I’ve had the color-inkjet printer shown above for just under six years, and if six human years are equal to 42 dog years, then 42 dog years are equal to 750 computer-technology years … which means, technologically speaking, my printer is … hmmm … times seven, carry the two … um … a billion years old. (I always sucked at math.)
Zan recently needed to bring to school a picture of his family, so I printed one out for him. Here’s what it looked like:
Turns out I had pretty much run out of ink, so I ordered some replacement cartridges online, and, in an effort to save a few bucks, I purchased refurbished cartridges rather than new cartridges … because I’m very
poor conscientious about my family’s finances.
So the refurbished cartridges arrived, and I installed them in the printer, and then I opened the Print Utility application on my computer so that I could check the ink-level indictor to make sure that I, in fact, had received full cartridges.
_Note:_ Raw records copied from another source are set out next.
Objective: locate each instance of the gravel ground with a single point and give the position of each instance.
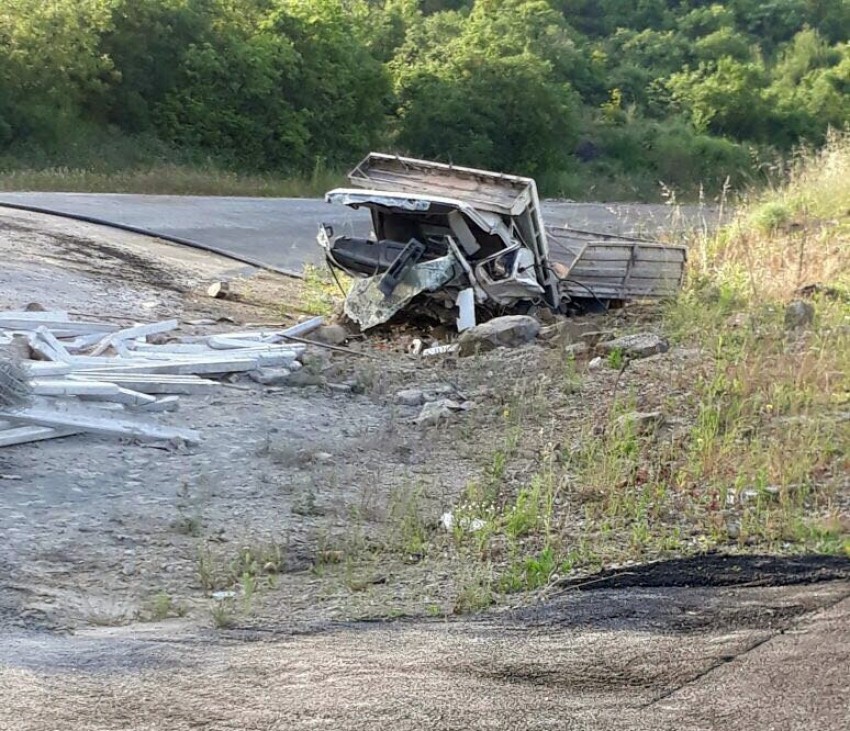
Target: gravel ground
(97, 529)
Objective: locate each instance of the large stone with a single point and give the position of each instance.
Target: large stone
(270, 376)
(639, 345)
(435, 412)
(330, 335)
(799, 314)
(410, 397)
(639, 422)
(510, 331)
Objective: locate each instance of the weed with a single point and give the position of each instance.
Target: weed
(224, 613)
(475, 590)
(163, 606)
(616, 359)
(322, 293)
(408, 533)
Unfortunately, when I clicked on the “Supply Levels” tab, I was greeted with a message that said “Go fuck yourself.”
Well, I still remember a time when the “Supply Levels” tab had far better manners, and would instead reveal a lovely color indicator that showed me a heartwarming visual representation of just how much ink was left, and I very much wanted those days to return, so I shuffled on over to Hewlett Packard’s website to see if their “Support” area might be able to enlighten me.
The closest thing I could conjure up from the depths of the “Support” search engine was the following little nugget, and based on the solution offered, I’m pretty sure that when Hewlett Packard uses the word “Support,” they mean “moral support” rather than “technical support”:
After installing a new HP Inkjet print cartridge, the ink level indicator remains at the previous level.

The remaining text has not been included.